Dec. 9 (Bloomberg) -- Holders of more than half of Northam Platinum Ltd.’s shares opted not to take up stock offered to them by the company as a strike over pay at its sole operating asset entered a sixth week.
Shareholders owning 44 percent of the Johannesburg-based company’s stock took up their rights as Northam raised 600 million rand ($58 million) at 40 rand per share, it said in a statement today. Coronation Asset Management Pty Ltd. agreed in September to subscribe for shares not taken up by other holders in the so called clawback offer.
Operations at Northam’s Zondereinde asset, the world’s deepest platinum mine, have been halted for more than a month after the National Union of Mineworkers called a strike over wages on Nov. 3. The NUM, the largest representative of the mine’s almost 7,000 employees, has rejected an offer to increase pay by as much as 9 percent.

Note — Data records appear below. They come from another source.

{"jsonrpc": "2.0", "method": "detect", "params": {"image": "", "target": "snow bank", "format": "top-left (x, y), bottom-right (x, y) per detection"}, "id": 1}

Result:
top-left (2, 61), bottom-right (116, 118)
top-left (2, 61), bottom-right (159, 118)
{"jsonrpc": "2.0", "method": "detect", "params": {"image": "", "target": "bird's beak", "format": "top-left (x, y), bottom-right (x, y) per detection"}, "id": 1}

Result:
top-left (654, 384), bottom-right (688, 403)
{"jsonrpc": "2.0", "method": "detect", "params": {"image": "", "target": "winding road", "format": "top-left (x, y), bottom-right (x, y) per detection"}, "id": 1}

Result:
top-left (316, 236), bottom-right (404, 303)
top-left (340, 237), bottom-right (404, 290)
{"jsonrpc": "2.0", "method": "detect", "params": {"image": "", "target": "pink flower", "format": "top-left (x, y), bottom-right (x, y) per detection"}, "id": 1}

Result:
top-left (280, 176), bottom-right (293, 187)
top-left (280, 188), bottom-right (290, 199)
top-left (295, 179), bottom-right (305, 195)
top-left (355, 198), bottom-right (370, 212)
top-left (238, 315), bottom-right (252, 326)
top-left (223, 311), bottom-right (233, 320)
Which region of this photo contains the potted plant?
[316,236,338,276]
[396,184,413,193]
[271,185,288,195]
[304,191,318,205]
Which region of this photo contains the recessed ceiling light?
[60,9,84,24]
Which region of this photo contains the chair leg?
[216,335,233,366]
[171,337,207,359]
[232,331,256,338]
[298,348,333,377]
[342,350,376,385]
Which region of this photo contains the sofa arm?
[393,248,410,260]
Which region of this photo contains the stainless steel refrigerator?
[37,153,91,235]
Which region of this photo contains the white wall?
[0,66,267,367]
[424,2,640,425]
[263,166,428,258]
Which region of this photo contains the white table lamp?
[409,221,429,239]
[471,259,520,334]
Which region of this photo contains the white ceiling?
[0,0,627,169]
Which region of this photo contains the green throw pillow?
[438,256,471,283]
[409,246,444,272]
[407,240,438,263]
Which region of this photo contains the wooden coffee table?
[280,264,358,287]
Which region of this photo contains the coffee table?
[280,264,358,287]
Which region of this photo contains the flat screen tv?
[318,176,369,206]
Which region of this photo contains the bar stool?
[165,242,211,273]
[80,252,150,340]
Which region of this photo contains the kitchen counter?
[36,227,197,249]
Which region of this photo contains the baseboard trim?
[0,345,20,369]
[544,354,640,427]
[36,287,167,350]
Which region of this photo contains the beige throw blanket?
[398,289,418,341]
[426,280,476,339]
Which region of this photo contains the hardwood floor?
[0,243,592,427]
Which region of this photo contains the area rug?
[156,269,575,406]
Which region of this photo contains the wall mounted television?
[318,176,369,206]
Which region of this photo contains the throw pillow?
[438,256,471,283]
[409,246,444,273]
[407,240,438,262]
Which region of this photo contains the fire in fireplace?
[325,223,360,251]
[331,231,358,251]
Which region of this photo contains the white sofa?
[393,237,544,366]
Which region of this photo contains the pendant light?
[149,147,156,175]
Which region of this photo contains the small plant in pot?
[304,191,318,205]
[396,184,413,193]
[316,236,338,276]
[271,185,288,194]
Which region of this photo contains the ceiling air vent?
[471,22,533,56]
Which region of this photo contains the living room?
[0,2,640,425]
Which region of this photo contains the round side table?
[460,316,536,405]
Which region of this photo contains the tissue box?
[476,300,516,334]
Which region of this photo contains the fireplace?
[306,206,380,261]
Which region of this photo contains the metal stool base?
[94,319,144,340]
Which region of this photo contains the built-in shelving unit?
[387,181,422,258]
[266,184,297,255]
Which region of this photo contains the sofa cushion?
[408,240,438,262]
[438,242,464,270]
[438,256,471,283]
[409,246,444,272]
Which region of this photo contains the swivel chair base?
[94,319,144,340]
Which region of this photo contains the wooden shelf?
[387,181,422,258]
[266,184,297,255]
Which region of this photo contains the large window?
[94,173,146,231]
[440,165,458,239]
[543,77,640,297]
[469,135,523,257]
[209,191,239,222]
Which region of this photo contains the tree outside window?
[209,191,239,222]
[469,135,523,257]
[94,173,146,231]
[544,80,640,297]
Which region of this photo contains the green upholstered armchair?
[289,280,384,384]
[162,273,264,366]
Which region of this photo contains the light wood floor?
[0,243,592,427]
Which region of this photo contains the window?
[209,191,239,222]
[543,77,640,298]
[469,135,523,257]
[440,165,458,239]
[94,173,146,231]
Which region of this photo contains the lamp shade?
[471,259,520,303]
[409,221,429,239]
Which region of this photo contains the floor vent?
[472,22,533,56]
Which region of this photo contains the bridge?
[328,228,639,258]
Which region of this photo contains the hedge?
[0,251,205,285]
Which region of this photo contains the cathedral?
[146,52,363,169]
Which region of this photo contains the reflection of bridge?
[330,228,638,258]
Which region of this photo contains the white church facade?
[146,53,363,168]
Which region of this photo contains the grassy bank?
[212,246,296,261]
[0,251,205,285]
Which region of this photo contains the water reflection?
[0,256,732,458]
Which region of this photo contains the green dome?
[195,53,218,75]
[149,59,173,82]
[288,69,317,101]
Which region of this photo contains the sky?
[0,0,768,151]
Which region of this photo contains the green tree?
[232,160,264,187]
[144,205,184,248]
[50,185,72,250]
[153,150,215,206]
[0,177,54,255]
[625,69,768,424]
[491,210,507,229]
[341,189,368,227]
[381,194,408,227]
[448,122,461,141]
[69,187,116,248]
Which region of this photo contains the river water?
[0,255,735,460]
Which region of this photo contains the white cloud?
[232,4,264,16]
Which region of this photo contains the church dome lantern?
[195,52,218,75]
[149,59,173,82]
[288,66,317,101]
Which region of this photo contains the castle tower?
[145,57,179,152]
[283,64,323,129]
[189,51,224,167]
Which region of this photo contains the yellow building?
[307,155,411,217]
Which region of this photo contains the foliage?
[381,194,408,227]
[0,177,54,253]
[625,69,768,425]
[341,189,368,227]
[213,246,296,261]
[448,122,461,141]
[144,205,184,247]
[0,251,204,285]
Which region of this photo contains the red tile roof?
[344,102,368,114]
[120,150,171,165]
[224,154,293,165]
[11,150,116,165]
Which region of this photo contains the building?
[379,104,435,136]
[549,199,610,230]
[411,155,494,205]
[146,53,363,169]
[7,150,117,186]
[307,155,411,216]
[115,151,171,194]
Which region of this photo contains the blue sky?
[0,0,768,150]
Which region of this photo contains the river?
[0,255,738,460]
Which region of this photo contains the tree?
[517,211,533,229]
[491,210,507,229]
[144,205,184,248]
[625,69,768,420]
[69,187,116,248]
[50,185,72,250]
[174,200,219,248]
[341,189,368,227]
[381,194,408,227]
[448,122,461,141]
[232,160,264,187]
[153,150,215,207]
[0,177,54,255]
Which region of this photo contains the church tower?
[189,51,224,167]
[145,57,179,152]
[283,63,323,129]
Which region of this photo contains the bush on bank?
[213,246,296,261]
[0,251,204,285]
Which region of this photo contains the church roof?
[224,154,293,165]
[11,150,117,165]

Northam announced the rights offer in September as it sought to offset the impact of an earlier strike in April that cost 192 million rand in lost revenue. By not taking up their allocations of stock, individual shareholders will dilute their stakes in the mining company.
Talks to end the strike haven’t resumed since a meeting on Dec. 5 failed to achieve an agreement, Ecliff Tantsi, chief negotiator for the NUM at Northam, said today by phone. “We will wait to hear from them,” Tantsi said.
Revenue losses from the strike exceed 360 million rand, Marion Brower, a spokeswoman for Northam at Russell & Associates, said today by phone.